Last week's jump in Spanish bond yields to 5.61pc - from 4.9pc a month ago - should puncture the illusion that Europe's crisis has been solved. Eurocrats say premier Mariano Rajoy has stirred up needless trouble by refusing to abide by Spain's original fiscal targets, but the contraction of the Spanish economy had made the targets meaningless.

As it is, Madrid is embarking on fiscal squeeze of 2.5pc of GDP this year, during deep recession, with unemployment already at 23.6pc, and without offsetting monetary and exchange stimulus.

As for the US, its economy is in uncomfortably close to stall speed. The underlying pace may not be much more than 1.5pc. The US Economic Cycle Research Institute (ECRI) is sticking to its recession call, describing the warning signals as "pronounced, persistent, and pervasive".

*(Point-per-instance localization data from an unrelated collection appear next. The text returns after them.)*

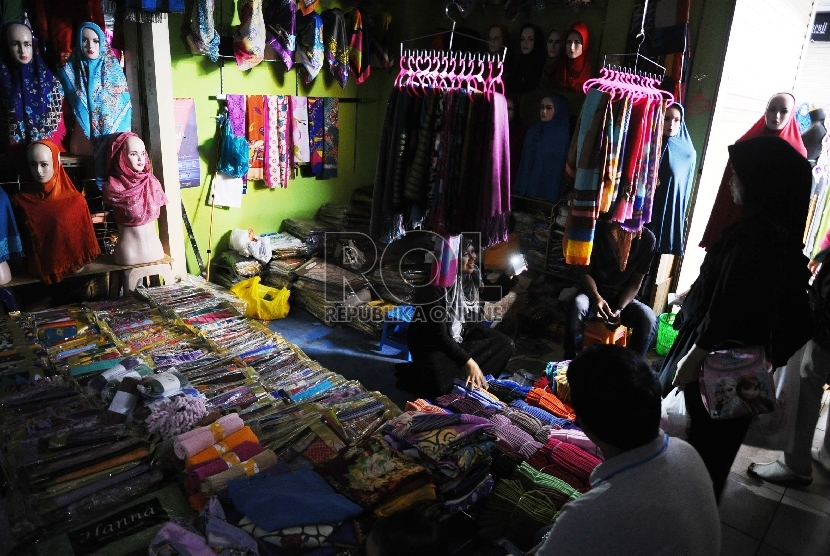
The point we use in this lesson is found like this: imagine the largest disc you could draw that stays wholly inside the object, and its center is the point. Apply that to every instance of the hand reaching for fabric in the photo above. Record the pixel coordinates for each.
(474, 375)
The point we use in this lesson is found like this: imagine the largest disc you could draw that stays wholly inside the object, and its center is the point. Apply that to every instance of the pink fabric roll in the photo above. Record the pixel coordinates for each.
(202, 438)
(578, 439)
(243, 452)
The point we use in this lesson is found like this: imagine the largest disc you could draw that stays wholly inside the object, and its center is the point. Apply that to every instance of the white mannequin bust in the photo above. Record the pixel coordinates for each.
(138, 244)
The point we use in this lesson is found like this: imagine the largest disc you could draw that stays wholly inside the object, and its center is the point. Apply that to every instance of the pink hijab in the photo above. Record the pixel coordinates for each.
(136, 198)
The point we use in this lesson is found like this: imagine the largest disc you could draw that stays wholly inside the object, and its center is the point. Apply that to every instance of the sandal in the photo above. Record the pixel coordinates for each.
(779, 473)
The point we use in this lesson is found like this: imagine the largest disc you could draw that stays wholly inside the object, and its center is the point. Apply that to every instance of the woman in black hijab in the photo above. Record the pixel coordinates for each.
(751, 289)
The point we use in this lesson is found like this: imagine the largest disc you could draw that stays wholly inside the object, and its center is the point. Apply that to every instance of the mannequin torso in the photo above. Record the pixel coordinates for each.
(138, 245)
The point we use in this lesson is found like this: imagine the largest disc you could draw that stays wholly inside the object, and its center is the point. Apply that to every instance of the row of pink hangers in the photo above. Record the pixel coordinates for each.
(434, 69)
(620, 82)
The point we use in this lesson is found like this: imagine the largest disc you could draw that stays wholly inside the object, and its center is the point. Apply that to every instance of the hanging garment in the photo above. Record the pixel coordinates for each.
(310, 44)
(280, 29)
(136, 198)
(571, 74)
(203, 37)
(725, 211)
(97, 91)
(336, 44)
(254, 113)
(249, 35)
(315, 133)
(58, 224)
(331, 137)
(676, 176)
(359, 43)
(544, 154)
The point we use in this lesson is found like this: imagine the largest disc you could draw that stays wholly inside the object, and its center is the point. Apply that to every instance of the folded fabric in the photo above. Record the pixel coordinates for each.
(218, 482)
(202, 438)
(227, 445)
(243, 452)
(305, 498)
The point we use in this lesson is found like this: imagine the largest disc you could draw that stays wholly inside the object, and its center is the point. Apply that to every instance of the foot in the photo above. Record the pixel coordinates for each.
(778, 472)
(821, 456)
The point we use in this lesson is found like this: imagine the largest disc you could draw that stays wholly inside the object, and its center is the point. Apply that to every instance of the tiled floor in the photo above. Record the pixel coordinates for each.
(764, 519)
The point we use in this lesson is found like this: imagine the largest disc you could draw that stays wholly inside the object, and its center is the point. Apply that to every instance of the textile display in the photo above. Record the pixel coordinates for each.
(135, 197)
(30, 96)
(249, 35)
(280, 29)
(203, 37)
(336, 44)
(255, 133)
(97, 92)
(57, 210)
(671, 199)
(310, 47)
(725, 211)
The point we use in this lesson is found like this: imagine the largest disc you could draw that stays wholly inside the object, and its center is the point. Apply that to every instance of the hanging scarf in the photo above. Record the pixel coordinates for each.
(30, 95)
(544, 154)
(280, 29)
(676, 175)
(310, 44)
(725, 211)
(315, 134)
(337, 45)
(256, 136)
(570, 74)
(249, 35)
(97, 91)
(358, 46)
(299, 112)
(203, 37)
(331, 137)
(58, 224)
(10, 244)
(135, 197)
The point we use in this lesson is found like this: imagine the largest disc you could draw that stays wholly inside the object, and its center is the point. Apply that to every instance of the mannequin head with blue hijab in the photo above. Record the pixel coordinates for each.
(545, 151)
(676, 176)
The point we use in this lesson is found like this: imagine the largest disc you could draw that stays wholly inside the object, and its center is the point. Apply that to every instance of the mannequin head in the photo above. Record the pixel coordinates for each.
(546, 109)
(136, 154)
(90, 43)
(20, 40)
(497, 38)
(779, 111)
(573, 45)
(672, 121)
(41, 163)
(554, 44)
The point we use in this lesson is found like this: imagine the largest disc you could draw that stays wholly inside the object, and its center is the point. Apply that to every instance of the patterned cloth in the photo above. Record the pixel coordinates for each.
(249, 35)
(310, 44)
(337, 44)
(203, 37)
(97, 91)
(30, 94)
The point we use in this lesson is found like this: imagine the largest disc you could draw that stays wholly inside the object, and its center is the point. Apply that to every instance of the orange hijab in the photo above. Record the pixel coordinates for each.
(725, 211)
(58, 224)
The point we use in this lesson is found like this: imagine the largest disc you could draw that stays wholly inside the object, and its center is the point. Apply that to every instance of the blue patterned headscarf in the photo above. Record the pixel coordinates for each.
(97, 91)
(30, 94)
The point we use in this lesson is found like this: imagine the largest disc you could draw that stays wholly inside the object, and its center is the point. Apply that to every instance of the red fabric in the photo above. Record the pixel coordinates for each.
(58, 223)
(135, 197)
(571, 75)
(725, 211)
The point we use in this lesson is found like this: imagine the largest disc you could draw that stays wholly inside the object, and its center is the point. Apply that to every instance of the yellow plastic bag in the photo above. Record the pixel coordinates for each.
(261, 301)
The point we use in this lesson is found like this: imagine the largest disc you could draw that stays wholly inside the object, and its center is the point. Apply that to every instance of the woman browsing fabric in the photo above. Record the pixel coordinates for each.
(446, 338)
(751, 288)
(777, 121)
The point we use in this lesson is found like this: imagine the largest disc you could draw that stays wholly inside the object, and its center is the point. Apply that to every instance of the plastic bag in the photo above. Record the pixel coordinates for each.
(261, 301)
(674, 420)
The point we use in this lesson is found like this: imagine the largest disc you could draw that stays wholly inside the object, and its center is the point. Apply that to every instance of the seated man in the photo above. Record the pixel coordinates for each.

We will see what happens as markets prepare for the "massive fiscal cliff" at the end of the year - as Ben Bernanke called it - when stimulus wears off and tax rises kick in. Fed hawks are making much noise, as they did in the Spring of 2008, but interest rates are in fact falling in real terms as inflation creeps up, and that may be the biggest single driver of gold prices. "Even without QE3, the Fed is still ultra-accommodative and they are about to reverse this," said James Steel, HSBC's gold guru.

Mr Steel said the "marginal cost" for mining gold is around $1,450. That is when miners leave low-grade ore in the ground. It creates a natural floor of sorts. Besides, "peak gold" is a closer reality than "peak oil", he said. There has been no equivalent to the shale revolution seen in oil and gas. World output has been stuck for a decade at around 2,700 tonnes a year despite a fourfold increase in investment. There are no great finds, no Wittwatersrand this time.

There will come a day when the bullion super-cycle sputters out. My guess is that it will come once Europe's monetary system has returned to a viable footing - either by fiscal union, or by break-up - and once China's RMB becomes fully convertible and takes it place as the third pillar of the world's currency system. We are not there yet.